Vielleicht ist diese Szene übertrieben, aber Gegner der vegetarischen Ernährung erwähnen oft sarkastisch, dass Pflanzen und Gemüse, die als Nahrung dienen, auch wie Tiere und Menschen leiden und deshalb auch diejenigen, die auf Fleisch verzichten, köstliche Taten begehen. gegen Lebewesen.

Das könnte Sie auch interessieren ... Stop Global Warming? Pflanzen nehmen mehr CO2 auf als bisher angenommen

Vegetarier und Nichtvegetarier haben seit >

Nun, es ist klar, dass die Wissenschaftlerin ernsthafte Probleme haben würde (oder haben würde), ihr Essen zu finden, und lassen Sie uns die daraus resultierenden Gesundheitsprobleme nicht vergessen. Die Realität ist, dass Pflanzen nicht leiden. Warum sagen wir das? Lassen Sie uns zunächst einen Punkt klarstellen: Im Pflanzenreich treten Reaktionen auf, die oberflächlichen Empfindungen ähneln, aber wenig mit dem Leiden zu tun haben, das im Tierreich leiden kann.
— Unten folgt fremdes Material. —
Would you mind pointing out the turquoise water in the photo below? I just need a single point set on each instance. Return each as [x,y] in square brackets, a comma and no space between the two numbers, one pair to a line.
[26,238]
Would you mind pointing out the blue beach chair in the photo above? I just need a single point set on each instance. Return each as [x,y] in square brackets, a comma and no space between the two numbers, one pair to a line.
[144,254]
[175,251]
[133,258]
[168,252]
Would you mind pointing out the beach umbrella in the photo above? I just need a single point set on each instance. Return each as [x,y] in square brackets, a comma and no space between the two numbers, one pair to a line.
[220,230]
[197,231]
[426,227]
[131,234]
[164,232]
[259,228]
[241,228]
Pflanzen haben kein zentrales Nervensystem, das es ihnen ermöglicht, auf äußere Reize zu reagieren. Sie spüren keinen scharfen Schmerz, kein Brennen, kein Vergnügen. Sie leben, aber sagen wir, sie sind auch "nicht tot", weil es in ihrem Leben an Bewusstsein und Intelligenz mangelt. Wir können nicht sagen, dass Pflanzen "jemand" sind, wie im Fall von Tieren.

Auf der anderen Seite haben viele Pflanzen komplexe Abwehr- oder Fütterungssysteme, aber die "Empfindungen", die manche zu spüren scheinen, wie das Schließen ihrer Blätter bei Berührung oder das Einfangen von Insekten, um sich von ihnen zu ernähren, sind notwendige mechanische Reaktionen. Für dein Überleben. Aber wenn jemand ein Blatt von einem Baum reißt, tut es nicht weh, weil ihm das System fehlt, dass Menschen und Tiere es nützlich finden, vor der Wahrnehmung der Gefahr zu fliehen. Wir können dann versichern, dass Reaktionen keine Empfindungen sind, weil sie nicht aus einer Gehirnordnung stammen, sondern dem Bewusstsein fremd sind.
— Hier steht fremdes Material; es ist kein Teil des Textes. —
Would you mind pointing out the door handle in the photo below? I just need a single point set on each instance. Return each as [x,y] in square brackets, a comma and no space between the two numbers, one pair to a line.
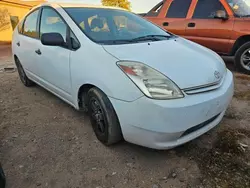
[38,52]
[165,24]
[191,24]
Klarstellung: Das oben Gesagte bedeutet nicht, dass das Pflanzenleben minderwertig ist und ist in keiner Weise ein Argument, um die Schädigung der Pflanzen zu rechtfertigen. Vor allem ist es wichtig, das ökologische Gleichgewicht zu wahren, und alle Pflanzen sind ein wesentlicher Bestandteil der Natur. Zu sagen, dass sie "leiden", ist jedoch eine übertriebene Behauptung, denn wissenschaftlich gibt es bis heute keine schlüssigen Beweise.

Auch wenn alle lebenden Organismen Abwehrkräfte haben, wovon können wir uns ernähren? Der Mensch ist ein heterotropes Wesen, daher ist es ihm unmöglich, sein eigenes Essen zuzubereiten. Sofern wir nicht in Zukunft einen Weg finden oder erfinden, wie wir unsere Nahrung zu uns nehmen können, ohne irgendein Lebewesen zu opfern, müssen wir die am wenigsten schädliche Option wählen, die auf die Pflanzen hinweist.

Also beruhigt euch, Vegetarier. Sie begehen keine unethischen Handlungen, indem sie den Salat essen, sie töten niemanden und wenn jemand sie das nächste Mal fragt, ob sie kein Mitleid mit den Schmerzen der Pflanzen haben, fragen Sie sich, ob es angebracht ist, sich an Ihren Biologieunterricht zu erinnern.